Eighty days Nabokov wrote down the dreams and events of the day following to sleep, in order to discover connections and test the scientist’s theory of time. He put every dream and day episode on a card like the ones used in library catalogs. Cards - they are stored in the New York Public Library, if I am not mistaken - and they make up this insomnia diary, in the book they are placed in a biographical and literary context. These cards of sleep and reality are an interesting document, if you think about how we construct memories and interpret them and what connections we have between the psychic inner life and the real world.

Hito Steyerl

"The Wretched of the Screen"

I like to read the texts of artists, they are very different - sometimes theoretical, sometimes artistic, journalism. Communicating with artists, working together is part of my life. You can't work with everyone, but you can read their books, this is also a way of communicating. This is useful to understand how the systems of contemporary artistic practices are intertwined: texts take the artwork far beyond what you see at the exhibition.

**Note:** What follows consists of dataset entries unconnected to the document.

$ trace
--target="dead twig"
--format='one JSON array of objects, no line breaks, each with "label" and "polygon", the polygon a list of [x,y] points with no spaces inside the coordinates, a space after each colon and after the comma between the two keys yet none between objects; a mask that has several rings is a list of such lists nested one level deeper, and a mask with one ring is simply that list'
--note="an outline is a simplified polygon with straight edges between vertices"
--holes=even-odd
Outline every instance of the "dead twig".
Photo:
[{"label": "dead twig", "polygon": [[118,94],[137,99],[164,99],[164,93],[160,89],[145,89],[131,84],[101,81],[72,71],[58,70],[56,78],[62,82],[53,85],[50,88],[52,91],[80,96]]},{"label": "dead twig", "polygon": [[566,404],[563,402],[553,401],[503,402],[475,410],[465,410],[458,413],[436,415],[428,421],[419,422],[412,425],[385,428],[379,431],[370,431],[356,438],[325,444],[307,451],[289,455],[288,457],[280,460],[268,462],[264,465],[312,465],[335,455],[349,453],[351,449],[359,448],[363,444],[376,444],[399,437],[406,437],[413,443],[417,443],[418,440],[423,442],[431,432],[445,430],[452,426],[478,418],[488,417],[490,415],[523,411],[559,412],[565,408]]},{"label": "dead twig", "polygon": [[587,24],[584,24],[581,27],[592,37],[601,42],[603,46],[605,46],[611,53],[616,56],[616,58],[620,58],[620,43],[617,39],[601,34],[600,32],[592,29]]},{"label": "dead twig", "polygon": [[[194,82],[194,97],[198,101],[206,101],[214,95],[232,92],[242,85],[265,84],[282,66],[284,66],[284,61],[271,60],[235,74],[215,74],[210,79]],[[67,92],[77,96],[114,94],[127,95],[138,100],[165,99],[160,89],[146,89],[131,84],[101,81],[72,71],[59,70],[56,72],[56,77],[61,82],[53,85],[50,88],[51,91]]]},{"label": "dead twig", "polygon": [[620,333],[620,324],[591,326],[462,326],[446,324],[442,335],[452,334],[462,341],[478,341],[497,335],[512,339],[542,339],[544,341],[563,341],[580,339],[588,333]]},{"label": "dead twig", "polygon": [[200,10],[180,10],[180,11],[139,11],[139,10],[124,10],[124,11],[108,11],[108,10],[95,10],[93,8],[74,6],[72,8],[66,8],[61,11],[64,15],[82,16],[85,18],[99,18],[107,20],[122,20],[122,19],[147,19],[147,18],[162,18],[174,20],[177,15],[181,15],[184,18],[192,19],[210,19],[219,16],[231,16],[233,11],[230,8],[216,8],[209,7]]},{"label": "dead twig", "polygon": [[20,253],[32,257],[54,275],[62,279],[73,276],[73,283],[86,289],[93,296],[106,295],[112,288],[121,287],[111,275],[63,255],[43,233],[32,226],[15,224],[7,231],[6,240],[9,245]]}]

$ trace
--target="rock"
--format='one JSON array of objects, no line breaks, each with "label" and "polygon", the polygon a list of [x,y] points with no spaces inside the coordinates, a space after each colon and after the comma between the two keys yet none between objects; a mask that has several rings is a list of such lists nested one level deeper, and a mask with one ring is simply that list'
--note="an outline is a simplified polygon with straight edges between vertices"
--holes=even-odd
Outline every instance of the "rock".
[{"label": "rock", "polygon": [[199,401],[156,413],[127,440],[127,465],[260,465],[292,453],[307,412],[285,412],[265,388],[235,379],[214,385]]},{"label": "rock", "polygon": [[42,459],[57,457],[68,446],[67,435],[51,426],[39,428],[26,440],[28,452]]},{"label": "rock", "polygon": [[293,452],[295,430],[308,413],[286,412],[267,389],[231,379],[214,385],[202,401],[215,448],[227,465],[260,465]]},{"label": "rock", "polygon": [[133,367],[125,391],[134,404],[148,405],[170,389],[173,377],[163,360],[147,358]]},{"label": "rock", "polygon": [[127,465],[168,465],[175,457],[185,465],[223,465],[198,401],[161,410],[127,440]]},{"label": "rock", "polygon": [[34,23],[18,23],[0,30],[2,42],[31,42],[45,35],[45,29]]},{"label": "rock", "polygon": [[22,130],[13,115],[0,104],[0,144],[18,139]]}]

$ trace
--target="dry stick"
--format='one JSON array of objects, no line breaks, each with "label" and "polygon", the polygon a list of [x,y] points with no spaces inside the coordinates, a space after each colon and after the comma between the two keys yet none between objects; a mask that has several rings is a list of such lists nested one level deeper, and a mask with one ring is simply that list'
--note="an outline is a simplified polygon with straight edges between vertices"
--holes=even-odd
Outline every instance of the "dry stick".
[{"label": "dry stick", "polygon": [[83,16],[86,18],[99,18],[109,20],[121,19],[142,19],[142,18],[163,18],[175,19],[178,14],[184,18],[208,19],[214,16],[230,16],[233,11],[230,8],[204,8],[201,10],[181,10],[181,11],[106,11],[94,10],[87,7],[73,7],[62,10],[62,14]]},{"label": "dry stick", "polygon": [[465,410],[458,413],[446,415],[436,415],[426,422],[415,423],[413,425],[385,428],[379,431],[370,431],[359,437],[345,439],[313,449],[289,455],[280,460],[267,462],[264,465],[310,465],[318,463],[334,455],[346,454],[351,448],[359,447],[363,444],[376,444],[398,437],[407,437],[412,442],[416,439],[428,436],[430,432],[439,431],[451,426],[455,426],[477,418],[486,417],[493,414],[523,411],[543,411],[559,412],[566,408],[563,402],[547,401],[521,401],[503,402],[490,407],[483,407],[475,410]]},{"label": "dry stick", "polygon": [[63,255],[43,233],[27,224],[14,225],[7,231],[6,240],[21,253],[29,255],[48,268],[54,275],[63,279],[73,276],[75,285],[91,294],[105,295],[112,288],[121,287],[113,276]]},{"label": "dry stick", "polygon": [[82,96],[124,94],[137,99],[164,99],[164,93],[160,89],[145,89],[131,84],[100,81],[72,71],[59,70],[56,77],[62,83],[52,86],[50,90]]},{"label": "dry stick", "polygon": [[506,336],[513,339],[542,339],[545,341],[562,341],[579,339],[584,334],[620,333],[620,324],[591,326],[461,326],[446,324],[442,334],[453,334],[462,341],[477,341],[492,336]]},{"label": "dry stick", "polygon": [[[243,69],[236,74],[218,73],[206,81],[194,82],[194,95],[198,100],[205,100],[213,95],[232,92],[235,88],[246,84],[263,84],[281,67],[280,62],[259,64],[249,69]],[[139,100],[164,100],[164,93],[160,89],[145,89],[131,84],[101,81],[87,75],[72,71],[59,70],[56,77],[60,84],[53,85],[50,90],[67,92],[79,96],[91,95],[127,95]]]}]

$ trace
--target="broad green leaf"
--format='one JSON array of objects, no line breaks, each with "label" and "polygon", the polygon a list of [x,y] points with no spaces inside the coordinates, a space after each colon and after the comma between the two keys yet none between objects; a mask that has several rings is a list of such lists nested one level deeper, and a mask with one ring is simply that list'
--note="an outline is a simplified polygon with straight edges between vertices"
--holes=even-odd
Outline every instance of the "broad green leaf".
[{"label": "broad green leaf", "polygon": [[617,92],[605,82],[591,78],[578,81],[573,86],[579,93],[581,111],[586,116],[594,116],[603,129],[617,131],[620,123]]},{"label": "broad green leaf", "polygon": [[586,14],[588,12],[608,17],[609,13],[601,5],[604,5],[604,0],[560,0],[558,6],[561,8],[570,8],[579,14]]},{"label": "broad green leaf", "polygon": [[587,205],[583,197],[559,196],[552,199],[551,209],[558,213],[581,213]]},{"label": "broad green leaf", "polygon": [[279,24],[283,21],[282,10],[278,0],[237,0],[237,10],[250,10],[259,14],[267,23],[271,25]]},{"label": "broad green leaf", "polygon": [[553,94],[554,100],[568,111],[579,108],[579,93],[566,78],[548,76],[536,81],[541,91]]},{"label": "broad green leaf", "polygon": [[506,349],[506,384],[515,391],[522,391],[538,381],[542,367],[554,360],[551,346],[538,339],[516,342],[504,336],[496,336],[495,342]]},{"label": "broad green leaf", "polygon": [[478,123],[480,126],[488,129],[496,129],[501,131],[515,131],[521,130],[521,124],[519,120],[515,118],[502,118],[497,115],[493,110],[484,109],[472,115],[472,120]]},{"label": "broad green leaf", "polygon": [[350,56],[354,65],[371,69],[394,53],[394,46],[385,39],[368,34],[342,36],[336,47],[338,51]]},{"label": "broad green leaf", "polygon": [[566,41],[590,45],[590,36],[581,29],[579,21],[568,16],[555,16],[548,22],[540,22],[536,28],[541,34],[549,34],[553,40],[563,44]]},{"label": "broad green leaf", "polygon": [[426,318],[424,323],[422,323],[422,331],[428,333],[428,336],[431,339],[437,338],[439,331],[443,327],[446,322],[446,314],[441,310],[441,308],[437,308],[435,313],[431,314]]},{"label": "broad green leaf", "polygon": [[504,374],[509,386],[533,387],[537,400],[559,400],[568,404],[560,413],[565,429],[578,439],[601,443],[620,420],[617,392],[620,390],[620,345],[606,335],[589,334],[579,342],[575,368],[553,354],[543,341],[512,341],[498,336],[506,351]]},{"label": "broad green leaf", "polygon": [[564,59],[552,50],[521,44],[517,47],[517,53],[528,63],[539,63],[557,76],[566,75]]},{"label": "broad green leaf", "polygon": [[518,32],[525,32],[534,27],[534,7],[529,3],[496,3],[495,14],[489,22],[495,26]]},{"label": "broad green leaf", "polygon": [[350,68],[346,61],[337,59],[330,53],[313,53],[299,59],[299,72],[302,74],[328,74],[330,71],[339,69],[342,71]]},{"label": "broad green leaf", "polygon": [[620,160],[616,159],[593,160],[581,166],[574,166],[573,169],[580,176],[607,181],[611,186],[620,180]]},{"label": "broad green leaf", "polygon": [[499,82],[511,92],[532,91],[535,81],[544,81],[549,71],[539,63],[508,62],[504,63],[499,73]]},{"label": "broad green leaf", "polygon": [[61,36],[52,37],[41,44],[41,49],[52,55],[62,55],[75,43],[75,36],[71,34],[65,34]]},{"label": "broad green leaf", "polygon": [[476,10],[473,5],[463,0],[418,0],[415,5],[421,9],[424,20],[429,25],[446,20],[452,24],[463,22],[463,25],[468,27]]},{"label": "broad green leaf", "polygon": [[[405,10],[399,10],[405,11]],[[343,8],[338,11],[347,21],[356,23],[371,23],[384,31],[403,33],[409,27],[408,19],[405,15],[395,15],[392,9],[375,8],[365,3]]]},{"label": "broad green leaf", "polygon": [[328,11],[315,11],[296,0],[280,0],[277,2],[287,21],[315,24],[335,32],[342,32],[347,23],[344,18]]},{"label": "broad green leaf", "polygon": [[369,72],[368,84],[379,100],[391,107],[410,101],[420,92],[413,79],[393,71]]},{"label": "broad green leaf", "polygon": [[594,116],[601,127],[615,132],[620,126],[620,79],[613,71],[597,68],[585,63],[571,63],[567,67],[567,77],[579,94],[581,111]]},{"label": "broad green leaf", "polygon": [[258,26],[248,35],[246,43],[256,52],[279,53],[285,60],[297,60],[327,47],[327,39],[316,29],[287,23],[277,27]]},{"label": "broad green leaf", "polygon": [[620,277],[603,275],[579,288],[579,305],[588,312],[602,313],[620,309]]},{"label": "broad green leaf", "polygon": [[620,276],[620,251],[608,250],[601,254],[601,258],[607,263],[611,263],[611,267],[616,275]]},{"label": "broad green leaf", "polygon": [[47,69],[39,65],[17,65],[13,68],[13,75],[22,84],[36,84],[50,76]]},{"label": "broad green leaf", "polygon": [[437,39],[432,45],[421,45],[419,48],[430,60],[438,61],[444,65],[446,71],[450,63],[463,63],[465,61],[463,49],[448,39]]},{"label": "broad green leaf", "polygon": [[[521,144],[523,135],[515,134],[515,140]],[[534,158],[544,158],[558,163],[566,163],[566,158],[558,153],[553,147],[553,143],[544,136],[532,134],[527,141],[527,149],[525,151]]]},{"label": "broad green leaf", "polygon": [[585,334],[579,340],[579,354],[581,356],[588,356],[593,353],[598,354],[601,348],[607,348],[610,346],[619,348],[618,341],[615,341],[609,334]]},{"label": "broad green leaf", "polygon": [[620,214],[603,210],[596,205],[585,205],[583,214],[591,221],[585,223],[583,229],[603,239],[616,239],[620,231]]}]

Hito - director, artist, theorist of new media. Her books are edited similarly to her works: these are not comments, no additional explanations or reasonings - these are the works themselves, only in text format. The subject of the texts are the various phenomena of visual culture at the junction with digital: viral videos, Nigerian scam, criminology, geopolitical conflicts. Often it quickly disappears from our sight, but constructs our modernity.

Charles Baudelaire

"Philosophical Art"

Honestly, I did not immediately understand how all the French Symbolist poets, or the so-called “damned,” are associated with art. In my youth, I absolutely sinlessly enjoyed the hellish machines and colors of evil Baudelaire, Rambo, Mallarmé, Lotreamon and Aloiziyus Bertrand, and even secretly clumsily translated them. Then, of course, it became obvious how much influence they had on the formation of the culture of the twentieth century — brilliant observations of the life of art, how it was perceived by various social strata, behind salons, public, citizens, collectors and their impulses.

Baudelaire had a brilliant intuition in the field of artistic journalism, critics. This collection contains essays of different years about contemporaries and contemporary phenomena, he described all the most important moments, the shaky and indefinite in his time.

Watch the video: Беседа с Марией Степановой на открытии 3 акта Генеральной репетиции (May 2024).